Written by Francisco Leon, MD, PhD, Chief Scientific Officer, Co-Founder, Provention Bio

Current guidelines recommend routine follow-up for celiac disease with dietary interviews and celiac blood tests, though these methods are not accurate measures of gluten-free diet (GFD) adherence. A recent study in Spain tested the use of gluten immunogenic peptides (GIP)—a direct measure of gluten intake—in stool samples to determine its usefulness in accurately monitoring GFD adherence. The researchers found that measuring GIP in stool is helpful for monitoring GFD adherence, and it could reduce the need for additional invasive tests for follow‐up after a celiac disease diagnosis.
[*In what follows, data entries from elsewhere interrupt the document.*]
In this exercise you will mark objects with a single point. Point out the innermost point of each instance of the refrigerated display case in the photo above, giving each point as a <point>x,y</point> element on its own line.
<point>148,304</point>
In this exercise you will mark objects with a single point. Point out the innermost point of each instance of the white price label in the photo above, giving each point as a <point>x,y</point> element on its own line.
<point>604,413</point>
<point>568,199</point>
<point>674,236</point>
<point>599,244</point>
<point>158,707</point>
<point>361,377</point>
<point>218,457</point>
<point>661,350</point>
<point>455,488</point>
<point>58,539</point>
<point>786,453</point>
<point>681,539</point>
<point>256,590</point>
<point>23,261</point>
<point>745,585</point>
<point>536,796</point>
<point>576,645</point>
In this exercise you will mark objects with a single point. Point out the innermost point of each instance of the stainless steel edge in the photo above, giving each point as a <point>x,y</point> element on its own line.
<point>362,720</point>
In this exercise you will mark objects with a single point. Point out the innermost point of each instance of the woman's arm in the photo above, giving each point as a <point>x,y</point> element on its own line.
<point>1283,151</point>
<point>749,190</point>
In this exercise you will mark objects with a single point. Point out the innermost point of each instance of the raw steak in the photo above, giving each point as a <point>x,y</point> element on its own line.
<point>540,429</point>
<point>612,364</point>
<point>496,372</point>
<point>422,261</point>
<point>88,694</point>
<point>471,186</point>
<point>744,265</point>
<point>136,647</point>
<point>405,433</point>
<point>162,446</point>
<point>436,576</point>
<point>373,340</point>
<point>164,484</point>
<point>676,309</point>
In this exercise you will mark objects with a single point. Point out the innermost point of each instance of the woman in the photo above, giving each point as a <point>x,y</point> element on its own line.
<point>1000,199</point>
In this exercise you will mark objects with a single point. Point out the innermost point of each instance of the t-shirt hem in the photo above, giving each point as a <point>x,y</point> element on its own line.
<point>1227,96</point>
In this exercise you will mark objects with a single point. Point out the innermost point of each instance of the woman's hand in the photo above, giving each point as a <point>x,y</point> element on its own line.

Children are generally thought to recover more completely than adult celiac patients once they start the GFD. However, several studies have shown that up to 1 in 5 children with celiac disease on the GFD have persistent gut damage despite being on the GFD for at least 1 year.

While experts agree that strict adherence to the GFD is crucial for the health of people with celiac disease, until recently, there have been no direct methods to assess adherence to the GFD. Dietary interviews, blood tests, and monitoring symptoms do not fully correlate with gluten ingestion—meaning they are not always able to detect gluten in the diet accurately.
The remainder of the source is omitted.